R.B.: I’ve had great mentors along the way. Growing up in the church world for awhile, I had some great music pastors who were helping me along the way. Not just helping me musically, but helping me be a better person, and understand that music is not just music but the soul and spirit behind it. And then great songwriters, like Matthew Perryman Jones and Thad Cockrell, have been really great to me since I’ve moved to Nashville. They have sat down with me and not just helped me with music, but helped me again with my heart, asked me how are you doing, how’s your family. They’ve been super successful and they’ve written great songs, so I look up to them, and it’s been really cool that I’ve gotten on a level with them that I can open up, and they’ll open up. It helps me avoid some of those potholes along the way that can come.

AXS: When you aren’t playing your own music, who do you enjoy listening to?

R.B.: I really like old music. Anything in the 70s, for the most part, I like. I listen to a lot of George Harrison, he’s a huge influence on my music. I also, as far as modern stuff goes, I still can’t get over the Robert Plant and Alison Krauss Raising Sand record, that T Bone Burnett put out, it’s still one of those that I put on and just listen to it.
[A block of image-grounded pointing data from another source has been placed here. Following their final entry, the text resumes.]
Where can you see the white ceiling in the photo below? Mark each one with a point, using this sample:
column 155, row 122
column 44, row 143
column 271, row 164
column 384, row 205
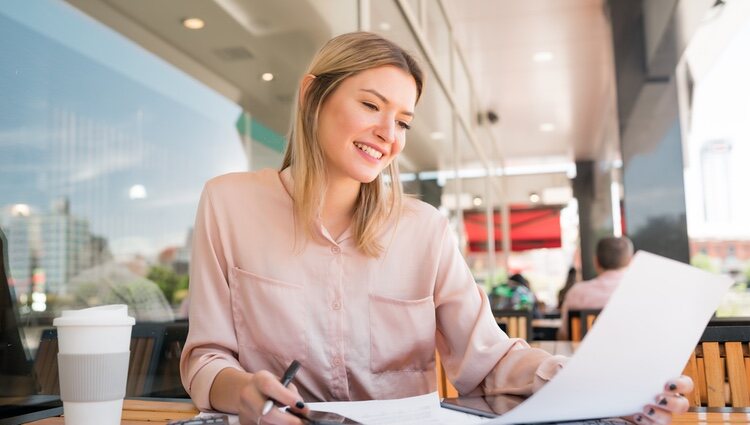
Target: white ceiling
column 574, row 91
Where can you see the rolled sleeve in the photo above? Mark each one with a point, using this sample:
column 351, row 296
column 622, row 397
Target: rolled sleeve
column 211, row 343
column 478, row 356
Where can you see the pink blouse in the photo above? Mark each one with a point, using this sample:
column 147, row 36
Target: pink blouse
column 362, row 327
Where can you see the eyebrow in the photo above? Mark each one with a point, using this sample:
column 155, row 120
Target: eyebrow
column 385, row 100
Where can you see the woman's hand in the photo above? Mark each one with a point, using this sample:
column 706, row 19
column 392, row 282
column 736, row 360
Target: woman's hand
column 671, row 401
column 263, row 386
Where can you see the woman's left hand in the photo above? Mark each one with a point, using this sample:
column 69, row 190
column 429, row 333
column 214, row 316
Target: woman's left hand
column 671, row 401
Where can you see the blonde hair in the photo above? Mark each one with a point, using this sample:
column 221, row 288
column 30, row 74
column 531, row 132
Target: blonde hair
column 339, row 59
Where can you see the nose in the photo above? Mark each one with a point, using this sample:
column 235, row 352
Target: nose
column 386, row 130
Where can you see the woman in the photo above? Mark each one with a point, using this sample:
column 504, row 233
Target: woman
column 326, row 263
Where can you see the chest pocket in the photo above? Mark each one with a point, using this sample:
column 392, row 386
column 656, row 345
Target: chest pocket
column 269, row 315
column 402, row 334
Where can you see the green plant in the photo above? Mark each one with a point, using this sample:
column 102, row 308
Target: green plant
column 168, row 281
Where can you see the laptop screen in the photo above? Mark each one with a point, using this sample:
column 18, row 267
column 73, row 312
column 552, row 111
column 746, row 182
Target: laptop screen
column 19, row 401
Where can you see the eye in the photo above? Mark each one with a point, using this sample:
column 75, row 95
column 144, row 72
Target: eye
column 404, row 125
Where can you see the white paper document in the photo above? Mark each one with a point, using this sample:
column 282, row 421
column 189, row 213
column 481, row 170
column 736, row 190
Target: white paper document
column 642, row 338
column 419, row 410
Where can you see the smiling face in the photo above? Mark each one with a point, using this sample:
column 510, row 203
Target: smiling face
column 362, row 125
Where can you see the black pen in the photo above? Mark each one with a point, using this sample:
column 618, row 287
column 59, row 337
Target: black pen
column 285, row 380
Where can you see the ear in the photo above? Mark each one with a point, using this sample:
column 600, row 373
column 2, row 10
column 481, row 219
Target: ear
column 304, row 85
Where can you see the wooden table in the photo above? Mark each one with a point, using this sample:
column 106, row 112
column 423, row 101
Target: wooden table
column 141, row 412
column 703, row 415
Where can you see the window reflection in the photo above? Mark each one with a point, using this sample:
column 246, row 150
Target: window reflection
column 101, row 166
column 716, row 108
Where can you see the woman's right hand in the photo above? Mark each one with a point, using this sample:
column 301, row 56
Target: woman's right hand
column 262, row 386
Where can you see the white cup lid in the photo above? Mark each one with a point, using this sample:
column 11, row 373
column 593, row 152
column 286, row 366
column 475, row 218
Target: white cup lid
column 104, row 315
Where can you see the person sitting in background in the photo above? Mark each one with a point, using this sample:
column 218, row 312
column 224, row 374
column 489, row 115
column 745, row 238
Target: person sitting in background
column 325, row 261
column 569, row 282
column 612, row 257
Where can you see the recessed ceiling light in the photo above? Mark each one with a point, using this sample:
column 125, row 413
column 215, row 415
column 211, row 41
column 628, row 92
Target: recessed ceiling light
column 137, row 191
column 547, row 127
column 193, row 23
column 543, row 56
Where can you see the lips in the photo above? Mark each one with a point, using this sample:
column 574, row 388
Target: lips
column 369, row 150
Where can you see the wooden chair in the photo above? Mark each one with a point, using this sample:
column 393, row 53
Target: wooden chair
column 445, row 387
column 720, row 365
column 145, row 347
column 579, row 323
column 515, row 323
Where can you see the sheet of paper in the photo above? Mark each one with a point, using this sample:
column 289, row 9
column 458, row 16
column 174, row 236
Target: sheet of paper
column 423, row 409
column 642, row 338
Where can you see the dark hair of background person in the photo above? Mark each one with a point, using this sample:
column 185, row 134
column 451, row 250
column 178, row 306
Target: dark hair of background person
column 518, row 278
column 614, row 253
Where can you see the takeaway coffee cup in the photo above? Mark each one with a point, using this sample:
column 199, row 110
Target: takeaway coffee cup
column 94, row 346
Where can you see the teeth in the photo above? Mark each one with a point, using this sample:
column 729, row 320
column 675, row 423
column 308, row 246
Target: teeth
column 368, row 150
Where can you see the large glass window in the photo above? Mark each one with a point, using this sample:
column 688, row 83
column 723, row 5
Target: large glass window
column 715, row 111
column 104, row 149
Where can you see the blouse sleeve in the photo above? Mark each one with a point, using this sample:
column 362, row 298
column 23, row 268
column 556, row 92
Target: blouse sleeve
column 478, row 357
column 211, row 342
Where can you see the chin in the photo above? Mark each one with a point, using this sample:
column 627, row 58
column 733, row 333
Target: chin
column 365, row 177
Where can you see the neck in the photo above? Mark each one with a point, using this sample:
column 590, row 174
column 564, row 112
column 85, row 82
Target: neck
column 338, row 205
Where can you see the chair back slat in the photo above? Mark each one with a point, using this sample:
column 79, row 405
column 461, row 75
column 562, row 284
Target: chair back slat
column 691, row 369
column 736, row 374
column 714, row 374
column 445, row 387
column 721, row 372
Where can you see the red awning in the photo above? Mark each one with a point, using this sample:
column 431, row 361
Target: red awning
column 530, row 228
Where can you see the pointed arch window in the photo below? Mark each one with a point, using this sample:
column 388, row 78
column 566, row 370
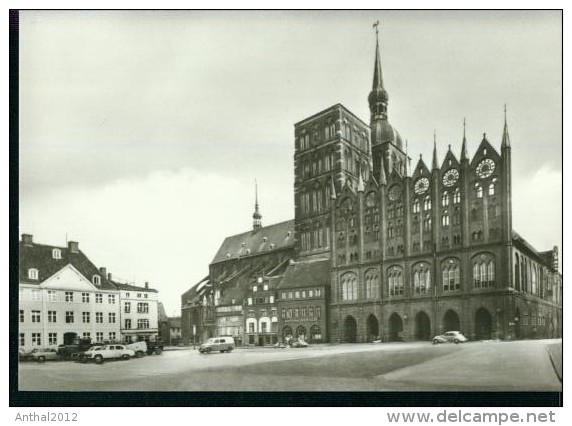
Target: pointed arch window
column 421, row 278
column 492, row 186
column 445, row 219
column 484, row 271
column 371, row 284
column 427, row 203
column 395, row 277
column 451, row 275
column 33, row 274
column 427, row 222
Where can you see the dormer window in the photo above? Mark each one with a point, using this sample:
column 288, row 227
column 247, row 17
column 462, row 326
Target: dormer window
column 33, row 273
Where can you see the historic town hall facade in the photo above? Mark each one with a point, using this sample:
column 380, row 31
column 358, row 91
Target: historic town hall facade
column 379, row 249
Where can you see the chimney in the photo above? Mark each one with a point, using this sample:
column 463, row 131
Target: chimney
column 73, row 246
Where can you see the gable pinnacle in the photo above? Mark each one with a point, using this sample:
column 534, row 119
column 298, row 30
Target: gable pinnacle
column 464, row 152
column 505, row 136
column 435, row 164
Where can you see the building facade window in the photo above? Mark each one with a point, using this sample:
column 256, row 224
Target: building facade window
column 484, row 271
column 33, row 273
column 395, row 281
column 52, row 339
column 349, row 287
column 36, row 339
column 451, row 275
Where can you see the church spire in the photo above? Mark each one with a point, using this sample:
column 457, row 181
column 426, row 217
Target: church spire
column 464, row 152
column 505, row 136
column 256, row 216
column 435, row 162
column 382, row 180
column 377, row 76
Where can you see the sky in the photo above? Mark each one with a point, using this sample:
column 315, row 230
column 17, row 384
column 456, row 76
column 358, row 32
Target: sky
column 141, row 133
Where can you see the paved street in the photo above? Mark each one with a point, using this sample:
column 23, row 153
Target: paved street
column 487, row 366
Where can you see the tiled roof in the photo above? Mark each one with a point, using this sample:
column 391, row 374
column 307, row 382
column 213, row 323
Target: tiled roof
column 122, row 286
column 526, row 245
column 315, row 273
column 39, row 256
column 193, row 295
column 268, row 238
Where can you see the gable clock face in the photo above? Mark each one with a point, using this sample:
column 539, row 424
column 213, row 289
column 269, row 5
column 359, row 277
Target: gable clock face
column 421, row 186
column 485, row 168
column 451, row 177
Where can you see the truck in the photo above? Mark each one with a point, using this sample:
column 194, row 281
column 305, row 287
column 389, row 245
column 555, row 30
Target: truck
column 75, row 348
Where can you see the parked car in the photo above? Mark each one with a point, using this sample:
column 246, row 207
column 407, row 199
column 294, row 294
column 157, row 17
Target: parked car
column 43, row 355
column 221, row 344
column 101, row 353
column 450, row 336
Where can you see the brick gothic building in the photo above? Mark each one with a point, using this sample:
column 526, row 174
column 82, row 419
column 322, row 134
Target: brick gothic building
column 410, row 252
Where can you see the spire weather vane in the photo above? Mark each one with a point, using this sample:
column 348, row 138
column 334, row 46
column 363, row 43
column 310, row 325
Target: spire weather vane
column 376, row 25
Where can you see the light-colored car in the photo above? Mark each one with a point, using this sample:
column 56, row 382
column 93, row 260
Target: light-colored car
column 221, row 344
column 450, row 336
column 101, row 353
column 44, row 355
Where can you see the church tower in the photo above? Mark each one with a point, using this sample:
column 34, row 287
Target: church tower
column 386, row 142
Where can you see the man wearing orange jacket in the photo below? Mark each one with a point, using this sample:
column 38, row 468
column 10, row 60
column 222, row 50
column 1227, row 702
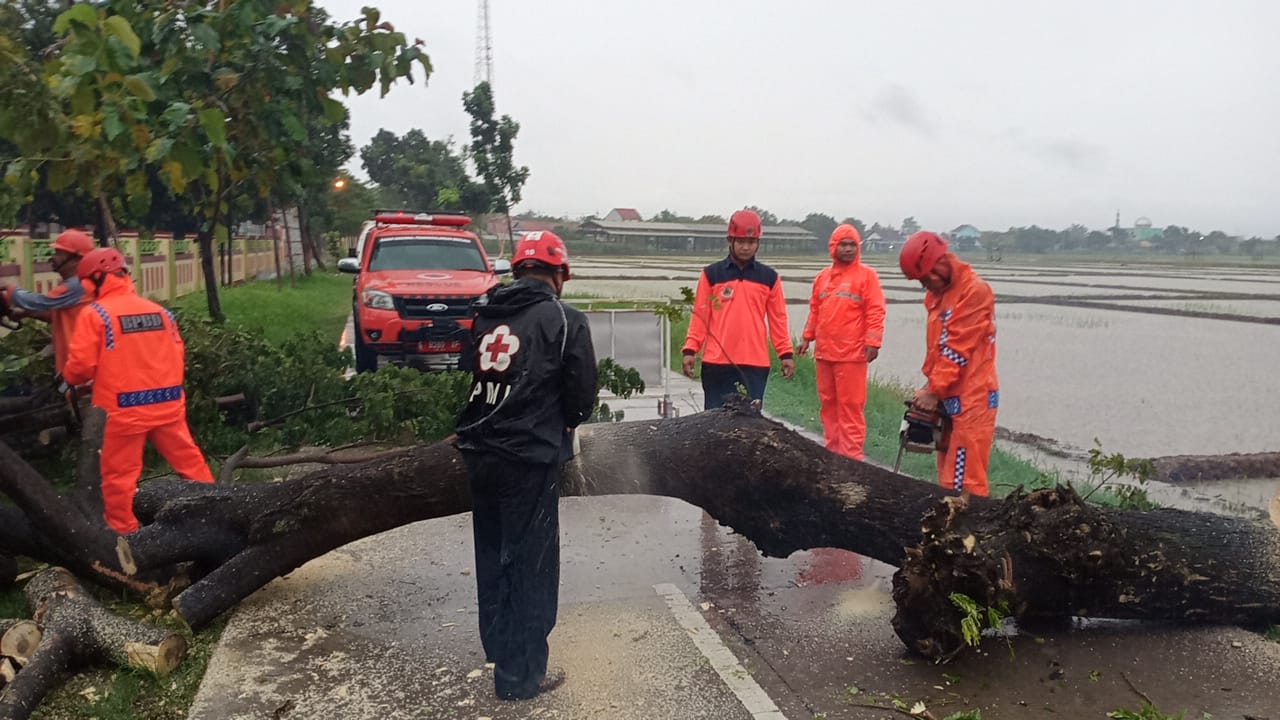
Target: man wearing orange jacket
column 62, row 305
column 739, row 300
column 846, row 323
column 129, row 347
column 959, row 360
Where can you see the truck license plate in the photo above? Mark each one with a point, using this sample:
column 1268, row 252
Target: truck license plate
column 440, row 346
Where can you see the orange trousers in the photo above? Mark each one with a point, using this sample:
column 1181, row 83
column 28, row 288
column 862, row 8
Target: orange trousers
column 122, row 465
column 842, row 393
column 967, row 441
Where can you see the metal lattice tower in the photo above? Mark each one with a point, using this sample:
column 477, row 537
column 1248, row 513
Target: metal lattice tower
column 484, row 45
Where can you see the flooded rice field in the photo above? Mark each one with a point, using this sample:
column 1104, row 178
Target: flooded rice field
column 1141, row 383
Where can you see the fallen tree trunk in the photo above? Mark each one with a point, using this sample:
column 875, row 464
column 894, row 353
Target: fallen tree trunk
column 76, row 630
column 59, row 531
column 1037, row 552
column 18, row 639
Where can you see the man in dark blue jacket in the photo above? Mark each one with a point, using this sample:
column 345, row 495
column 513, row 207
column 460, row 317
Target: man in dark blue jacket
column 534, row 381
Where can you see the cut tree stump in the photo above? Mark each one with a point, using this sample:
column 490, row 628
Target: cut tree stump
column 78, row 630
column 18, row 639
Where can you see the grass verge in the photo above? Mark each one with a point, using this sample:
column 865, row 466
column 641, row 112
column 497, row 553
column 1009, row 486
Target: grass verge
column 319, row 302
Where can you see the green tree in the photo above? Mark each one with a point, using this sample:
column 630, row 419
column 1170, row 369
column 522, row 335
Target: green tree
column 819, row 224
column 423, row 174
column 493, row 151
column 216, row 100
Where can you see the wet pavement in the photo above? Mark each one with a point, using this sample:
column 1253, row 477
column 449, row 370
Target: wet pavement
column 666, row 615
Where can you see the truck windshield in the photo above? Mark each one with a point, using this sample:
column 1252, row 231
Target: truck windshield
column 425, row 254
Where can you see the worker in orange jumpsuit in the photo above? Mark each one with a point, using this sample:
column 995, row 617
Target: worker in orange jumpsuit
column 62, row 305
column 959, row 360
column 846, row 323
column 739, row 300
column 129, row 347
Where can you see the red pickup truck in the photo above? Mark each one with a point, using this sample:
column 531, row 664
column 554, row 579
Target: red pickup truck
column 416, row 278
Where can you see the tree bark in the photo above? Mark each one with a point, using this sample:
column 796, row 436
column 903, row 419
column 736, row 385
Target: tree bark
column 776, row 488
column 206, row 267
column 87, row 495
column 76, row 630
column 288, row 250
column 104, row 212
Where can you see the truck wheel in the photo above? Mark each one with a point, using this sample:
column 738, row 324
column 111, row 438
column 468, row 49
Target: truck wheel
column 366, row 360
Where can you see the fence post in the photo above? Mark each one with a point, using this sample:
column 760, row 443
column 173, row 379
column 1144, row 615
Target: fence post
column 170, row 268
column 23, row 255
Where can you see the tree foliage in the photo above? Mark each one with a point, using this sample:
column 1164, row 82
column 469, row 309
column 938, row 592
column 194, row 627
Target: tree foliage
column 423, row 174
column 493, row 150
column 219, row 103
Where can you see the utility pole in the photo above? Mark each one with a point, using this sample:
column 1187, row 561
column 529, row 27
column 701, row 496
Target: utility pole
column 484, row 45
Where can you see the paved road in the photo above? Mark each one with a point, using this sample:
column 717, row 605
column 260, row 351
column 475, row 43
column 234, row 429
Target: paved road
column 667, row 615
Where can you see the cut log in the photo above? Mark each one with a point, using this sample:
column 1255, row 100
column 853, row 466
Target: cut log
column 1047, row 554
column 60, row 528
column 18, row 639
column 78, row 630
column 776, row 488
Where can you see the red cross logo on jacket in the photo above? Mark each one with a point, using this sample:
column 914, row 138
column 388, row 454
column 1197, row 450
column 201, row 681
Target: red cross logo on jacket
column 497, row 347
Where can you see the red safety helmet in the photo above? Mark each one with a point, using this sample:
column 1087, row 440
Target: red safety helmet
column 100, row 260
column 745, row 223
column 543, row 247
column 920, row 253
column 77, row 242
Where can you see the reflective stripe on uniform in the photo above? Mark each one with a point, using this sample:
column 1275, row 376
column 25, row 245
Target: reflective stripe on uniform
column 958, row 477
column 106, row 323
column 151, row 396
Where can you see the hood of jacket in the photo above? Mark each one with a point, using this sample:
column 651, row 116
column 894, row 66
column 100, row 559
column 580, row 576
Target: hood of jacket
column 840, row 235
column 506, row 300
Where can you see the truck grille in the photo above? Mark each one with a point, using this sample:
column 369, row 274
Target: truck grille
column 428, row 308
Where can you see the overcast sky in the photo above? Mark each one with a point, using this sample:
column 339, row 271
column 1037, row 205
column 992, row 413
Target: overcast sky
column 990, row 113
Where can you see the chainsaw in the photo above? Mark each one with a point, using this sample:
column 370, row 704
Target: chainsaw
column 5, row 311
column 920, row 432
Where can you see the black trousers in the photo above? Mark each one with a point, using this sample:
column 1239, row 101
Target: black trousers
column 720, row 381
column 515, row 510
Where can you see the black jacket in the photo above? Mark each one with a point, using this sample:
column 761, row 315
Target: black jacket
column 533, row 374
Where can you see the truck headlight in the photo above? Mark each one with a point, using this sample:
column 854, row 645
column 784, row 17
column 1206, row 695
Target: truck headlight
column 379, row 300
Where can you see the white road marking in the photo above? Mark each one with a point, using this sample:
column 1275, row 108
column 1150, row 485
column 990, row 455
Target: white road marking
column 739, row 680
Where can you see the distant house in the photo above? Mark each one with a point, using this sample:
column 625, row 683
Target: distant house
column 876, row 242
column 497, row 227
column 624, row 215
column 965, row 237
column 695, row 237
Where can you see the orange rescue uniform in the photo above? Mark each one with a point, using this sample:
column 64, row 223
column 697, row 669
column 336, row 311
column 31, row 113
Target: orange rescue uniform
column 730, row 308
column 131, row 349
column 846, row 315
column 960, row 368
column 62, row 306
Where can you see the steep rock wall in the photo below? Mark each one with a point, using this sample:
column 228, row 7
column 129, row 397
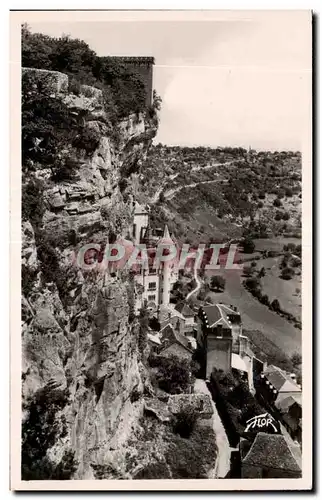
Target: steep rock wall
column 76, row 331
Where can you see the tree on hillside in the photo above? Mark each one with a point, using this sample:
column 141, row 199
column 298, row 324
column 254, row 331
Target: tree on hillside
column 248, row 245
column 296, row 359
column 218, row 283
column 275, row 305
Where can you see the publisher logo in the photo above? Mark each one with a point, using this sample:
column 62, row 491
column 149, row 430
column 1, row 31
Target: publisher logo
column 260, row 421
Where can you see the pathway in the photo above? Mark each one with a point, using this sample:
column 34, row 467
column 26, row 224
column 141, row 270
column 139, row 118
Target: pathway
column 194, row 169
column 222, row 465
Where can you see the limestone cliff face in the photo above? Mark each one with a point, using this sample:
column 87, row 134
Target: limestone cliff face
column 76, row 331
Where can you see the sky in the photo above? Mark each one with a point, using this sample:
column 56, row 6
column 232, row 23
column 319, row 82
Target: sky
column 225, row 80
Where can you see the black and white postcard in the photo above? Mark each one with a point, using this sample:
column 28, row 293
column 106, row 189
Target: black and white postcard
column 161, row 245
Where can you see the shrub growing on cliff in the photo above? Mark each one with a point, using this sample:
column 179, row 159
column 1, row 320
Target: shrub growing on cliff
column 192, row 458
column 32, row 201
column 40, row 431
column 126, row 89
column 184, row 422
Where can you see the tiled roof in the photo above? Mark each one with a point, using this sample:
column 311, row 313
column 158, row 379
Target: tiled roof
column 271, row 451
column 238, row 363
column 218, row 314
column 284, row 403
column 184, row 309
column 212, row 314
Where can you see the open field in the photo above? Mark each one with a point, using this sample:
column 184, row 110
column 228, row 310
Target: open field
column 283, row 290
column 276, row 244
column 256, row 316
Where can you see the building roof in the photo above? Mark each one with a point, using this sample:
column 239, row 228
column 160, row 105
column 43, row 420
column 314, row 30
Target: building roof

Old music, mo town man, I’ll listen to that. I love a lot of old stuff. I find a lot of the new artists I like have that influence, that old sound.

AXS: What other outlets for your creativity do you have besides playing music?

R.B.: Lately it’s been just music. I love watching baseball a lot, but that’s just a hobby. One of my best friends plays baseball, so I like to follow him and his team. It’s not really being creative, though, I would say. I’ve worked in the restaurant world, kind of a day job, and worked behind the bar. So, creating craft cocktails is a way of being creative. Creating something that people like, and will enjoy it. Certain parts work together well, and you’ve got to bring them all together. Kind of like songwriting, so it’s a reflection of my songwriting process. Alright, this is gonna work, let’s put these together and this together and see how it tastes.

AXS: Last question, if you only get one word to describe your music, what word do you go with.

R.B.: One word? I would say feeling. As in the verb and the noun.